Each and every year, placing the flags on the graves before Memorial Day welcomes and encourages all types of volunteers to get involved. Volunteers include veterans from each branch of the military as well as elementary, middle school, and high school students, Boy Scout troops and teen community organizations, family members, spouses, friends of veterans, as well as elected officials.

Over 125 volunteers at the May 21 flagging ceremony heard from Tim Kraft of American Legion Post 372; Gordon Bocher of Jewish War Veterans Post 126; Cherry Hill Councilwoman Melinda Kane, who tragically lost her son Marine Lance Corporal Jeremy Kane in Afghanistan; Greg Murphy from Buglers Across America; and Colonel Ted Gallagher, who helped to guide all the many volunteers on the instructions of where, when and how to place flags on the graves. It is a moving tribute that so many from our region banded together for such a significant purpose.

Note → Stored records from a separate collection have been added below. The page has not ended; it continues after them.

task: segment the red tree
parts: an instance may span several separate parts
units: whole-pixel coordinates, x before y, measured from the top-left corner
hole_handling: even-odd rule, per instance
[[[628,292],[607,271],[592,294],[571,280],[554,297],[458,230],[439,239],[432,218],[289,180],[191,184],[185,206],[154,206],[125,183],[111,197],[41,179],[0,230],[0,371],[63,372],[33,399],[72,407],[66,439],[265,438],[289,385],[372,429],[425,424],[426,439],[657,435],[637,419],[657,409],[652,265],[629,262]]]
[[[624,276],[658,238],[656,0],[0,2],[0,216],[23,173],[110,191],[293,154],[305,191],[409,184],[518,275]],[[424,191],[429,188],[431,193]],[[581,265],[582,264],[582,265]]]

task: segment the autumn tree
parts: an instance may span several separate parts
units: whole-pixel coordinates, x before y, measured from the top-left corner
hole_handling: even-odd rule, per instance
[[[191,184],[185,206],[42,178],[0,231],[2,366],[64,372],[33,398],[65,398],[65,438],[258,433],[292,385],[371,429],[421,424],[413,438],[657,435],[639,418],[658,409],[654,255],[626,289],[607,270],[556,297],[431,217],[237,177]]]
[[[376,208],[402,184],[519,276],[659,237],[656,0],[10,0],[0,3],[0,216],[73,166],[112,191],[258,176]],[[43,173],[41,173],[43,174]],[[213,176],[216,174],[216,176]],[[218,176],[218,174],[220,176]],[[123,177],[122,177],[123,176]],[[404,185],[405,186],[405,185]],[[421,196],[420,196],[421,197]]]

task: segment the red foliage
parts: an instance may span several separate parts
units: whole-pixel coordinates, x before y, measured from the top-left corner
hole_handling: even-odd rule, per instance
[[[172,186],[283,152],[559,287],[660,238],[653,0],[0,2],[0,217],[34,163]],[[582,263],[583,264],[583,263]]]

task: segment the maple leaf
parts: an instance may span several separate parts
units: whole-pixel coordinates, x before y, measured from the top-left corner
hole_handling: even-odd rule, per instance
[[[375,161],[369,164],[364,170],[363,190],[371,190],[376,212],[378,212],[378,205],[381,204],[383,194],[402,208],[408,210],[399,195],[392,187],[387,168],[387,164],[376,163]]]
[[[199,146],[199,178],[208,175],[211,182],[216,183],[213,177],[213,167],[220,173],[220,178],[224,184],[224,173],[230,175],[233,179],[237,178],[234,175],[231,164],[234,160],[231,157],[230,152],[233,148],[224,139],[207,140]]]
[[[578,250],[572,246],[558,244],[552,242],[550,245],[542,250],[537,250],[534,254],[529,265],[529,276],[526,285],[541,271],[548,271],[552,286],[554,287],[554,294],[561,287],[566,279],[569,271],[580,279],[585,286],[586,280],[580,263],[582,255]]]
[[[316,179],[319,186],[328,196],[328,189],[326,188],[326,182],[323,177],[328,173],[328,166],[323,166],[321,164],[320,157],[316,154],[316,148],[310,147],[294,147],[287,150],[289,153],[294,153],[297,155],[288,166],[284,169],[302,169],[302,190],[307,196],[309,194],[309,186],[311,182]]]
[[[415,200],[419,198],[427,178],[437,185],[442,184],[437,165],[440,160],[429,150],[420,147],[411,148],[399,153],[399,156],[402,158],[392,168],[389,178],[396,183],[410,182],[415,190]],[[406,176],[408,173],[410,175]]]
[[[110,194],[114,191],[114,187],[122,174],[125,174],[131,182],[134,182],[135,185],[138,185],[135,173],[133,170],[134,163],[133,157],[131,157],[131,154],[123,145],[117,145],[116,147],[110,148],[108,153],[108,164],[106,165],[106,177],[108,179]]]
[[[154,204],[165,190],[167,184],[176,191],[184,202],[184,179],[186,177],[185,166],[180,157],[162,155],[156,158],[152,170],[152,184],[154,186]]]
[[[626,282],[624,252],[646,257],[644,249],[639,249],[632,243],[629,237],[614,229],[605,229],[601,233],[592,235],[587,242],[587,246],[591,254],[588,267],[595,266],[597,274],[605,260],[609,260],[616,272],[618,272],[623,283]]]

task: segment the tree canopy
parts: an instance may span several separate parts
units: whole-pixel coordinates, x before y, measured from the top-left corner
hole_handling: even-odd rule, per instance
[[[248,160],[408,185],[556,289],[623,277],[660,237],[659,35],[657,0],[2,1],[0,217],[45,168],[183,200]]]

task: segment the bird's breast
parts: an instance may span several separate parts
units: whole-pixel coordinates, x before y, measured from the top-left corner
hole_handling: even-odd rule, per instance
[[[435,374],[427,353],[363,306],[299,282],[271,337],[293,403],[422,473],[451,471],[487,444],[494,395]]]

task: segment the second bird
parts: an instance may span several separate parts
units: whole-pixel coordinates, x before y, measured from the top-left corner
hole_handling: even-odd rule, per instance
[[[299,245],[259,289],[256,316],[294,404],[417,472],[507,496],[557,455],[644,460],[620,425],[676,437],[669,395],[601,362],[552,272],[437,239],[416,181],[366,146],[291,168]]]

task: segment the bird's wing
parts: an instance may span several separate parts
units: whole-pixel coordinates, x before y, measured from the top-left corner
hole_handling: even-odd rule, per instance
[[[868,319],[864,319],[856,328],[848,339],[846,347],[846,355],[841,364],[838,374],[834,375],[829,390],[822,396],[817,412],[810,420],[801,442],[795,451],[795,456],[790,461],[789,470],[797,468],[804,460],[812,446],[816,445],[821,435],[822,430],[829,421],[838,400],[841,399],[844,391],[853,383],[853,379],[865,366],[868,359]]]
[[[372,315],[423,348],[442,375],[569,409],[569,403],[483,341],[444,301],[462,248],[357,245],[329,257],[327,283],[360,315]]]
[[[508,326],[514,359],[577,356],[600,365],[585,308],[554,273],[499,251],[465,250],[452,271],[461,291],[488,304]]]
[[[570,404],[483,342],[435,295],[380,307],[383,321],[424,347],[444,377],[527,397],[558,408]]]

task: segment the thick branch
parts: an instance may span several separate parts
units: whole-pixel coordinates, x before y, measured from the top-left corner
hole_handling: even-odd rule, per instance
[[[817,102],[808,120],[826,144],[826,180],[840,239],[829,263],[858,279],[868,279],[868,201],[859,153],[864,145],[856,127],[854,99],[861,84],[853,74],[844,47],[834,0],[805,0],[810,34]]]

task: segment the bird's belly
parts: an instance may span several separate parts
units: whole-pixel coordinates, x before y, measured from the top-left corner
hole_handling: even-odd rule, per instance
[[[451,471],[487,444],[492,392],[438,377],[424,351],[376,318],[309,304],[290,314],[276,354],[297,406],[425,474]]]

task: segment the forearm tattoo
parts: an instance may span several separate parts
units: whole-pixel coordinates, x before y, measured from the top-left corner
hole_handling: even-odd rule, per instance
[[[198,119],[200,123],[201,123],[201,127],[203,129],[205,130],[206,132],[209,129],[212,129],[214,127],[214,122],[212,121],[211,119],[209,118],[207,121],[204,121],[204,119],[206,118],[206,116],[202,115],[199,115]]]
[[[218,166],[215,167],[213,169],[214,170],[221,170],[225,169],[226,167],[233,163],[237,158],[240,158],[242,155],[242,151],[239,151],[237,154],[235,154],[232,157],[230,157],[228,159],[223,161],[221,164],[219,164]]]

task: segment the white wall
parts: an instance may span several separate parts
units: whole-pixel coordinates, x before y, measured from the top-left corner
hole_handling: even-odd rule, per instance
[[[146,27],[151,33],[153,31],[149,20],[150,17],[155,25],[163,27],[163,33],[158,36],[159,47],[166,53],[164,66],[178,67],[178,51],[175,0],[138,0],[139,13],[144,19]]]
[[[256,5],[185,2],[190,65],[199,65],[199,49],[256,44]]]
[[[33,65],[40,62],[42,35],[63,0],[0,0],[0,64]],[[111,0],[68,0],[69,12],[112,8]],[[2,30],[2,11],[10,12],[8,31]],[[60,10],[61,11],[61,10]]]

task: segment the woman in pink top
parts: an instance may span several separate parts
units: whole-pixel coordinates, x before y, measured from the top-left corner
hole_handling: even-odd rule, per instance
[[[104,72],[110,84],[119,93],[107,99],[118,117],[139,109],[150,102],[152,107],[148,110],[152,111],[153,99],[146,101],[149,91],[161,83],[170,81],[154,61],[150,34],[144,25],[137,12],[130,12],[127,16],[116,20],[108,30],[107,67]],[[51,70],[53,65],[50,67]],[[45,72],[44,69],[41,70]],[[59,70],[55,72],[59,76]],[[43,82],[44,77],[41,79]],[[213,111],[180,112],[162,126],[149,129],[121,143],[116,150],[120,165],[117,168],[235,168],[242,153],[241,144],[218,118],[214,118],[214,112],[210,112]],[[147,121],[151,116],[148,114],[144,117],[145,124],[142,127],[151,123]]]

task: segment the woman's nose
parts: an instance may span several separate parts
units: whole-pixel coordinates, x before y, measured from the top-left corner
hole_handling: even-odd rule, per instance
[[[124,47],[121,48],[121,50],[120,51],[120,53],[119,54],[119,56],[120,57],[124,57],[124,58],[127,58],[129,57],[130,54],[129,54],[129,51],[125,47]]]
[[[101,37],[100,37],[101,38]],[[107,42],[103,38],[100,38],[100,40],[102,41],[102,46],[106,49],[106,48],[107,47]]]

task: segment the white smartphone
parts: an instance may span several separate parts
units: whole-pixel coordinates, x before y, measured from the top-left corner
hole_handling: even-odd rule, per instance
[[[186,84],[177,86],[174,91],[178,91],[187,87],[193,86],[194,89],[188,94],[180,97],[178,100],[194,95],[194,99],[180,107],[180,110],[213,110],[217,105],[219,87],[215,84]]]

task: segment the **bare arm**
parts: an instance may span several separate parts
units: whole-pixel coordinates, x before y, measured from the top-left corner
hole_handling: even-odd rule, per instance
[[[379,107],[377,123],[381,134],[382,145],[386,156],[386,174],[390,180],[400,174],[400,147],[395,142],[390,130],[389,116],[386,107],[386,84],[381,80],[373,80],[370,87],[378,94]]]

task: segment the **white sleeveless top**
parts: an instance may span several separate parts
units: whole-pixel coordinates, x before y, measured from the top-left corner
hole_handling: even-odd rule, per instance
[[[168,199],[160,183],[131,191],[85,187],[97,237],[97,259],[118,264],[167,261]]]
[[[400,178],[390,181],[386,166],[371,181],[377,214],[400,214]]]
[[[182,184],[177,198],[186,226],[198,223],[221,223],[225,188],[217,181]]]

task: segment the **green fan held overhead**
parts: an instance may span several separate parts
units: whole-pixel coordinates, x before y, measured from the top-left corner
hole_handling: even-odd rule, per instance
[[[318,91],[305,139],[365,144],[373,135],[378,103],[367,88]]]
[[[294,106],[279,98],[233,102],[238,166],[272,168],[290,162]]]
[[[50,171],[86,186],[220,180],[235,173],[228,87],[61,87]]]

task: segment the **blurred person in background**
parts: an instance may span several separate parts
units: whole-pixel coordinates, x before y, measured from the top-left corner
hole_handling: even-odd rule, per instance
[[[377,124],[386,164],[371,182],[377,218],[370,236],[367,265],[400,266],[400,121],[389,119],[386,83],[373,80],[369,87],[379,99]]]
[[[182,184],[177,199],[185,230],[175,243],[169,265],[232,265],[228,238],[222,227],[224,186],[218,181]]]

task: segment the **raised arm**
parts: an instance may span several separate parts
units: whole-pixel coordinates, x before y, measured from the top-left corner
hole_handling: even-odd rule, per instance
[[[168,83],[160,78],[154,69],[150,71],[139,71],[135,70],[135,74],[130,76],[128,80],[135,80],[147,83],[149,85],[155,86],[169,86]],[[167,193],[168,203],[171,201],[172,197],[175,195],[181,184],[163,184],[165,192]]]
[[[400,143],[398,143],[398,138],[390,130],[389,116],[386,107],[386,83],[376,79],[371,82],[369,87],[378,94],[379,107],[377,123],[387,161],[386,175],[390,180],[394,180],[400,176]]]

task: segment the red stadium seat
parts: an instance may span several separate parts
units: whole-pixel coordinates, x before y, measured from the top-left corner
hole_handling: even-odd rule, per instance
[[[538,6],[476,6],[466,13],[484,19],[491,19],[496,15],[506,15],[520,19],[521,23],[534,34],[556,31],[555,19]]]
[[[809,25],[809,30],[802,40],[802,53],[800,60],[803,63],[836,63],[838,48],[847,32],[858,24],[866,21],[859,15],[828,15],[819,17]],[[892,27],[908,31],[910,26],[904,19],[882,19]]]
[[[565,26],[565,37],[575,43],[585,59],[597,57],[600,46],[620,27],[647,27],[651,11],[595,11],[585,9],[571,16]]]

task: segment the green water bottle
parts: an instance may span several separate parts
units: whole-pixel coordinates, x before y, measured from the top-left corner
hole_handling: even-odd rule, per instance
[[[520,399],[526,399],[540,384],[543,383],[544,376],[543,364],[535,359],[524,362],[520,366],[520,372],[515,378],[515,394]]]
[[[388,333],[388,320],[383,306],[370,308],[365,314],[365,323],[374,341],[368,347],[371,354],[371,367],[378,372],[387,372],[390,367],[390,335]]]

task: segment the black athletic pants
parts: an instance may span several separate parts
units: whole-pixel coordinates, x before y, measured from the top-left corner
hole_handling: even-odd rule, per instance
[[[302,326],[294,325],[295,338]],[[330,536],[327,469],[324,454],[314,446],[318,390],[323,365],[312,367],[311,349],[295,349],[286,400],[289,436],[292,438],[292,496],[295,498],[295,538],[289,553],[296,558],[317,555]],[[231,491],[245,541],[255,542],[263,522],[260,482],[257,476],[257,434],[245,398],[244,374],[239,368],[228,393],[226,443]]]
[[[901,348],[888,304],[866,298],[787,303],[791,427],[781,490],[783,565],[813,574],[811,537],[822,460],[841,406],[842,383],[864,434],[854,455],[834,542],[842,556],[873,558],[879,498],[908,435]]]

It is no surprise that such a universal show of support and care is evident by the residents of our towns and the organizations that are centerpieces within them. As our veterans unselfishly gave of themselves, our call to action on holidays and every day is to make sure we show our gratitude and respect so that their sacrifices and the burdens they carried can be memorialized.

On behalf of all who have served our country and all the organizations that helped to plan this special ceremony, we thank you for taking the time to show how much you care. And, G-d Bless America!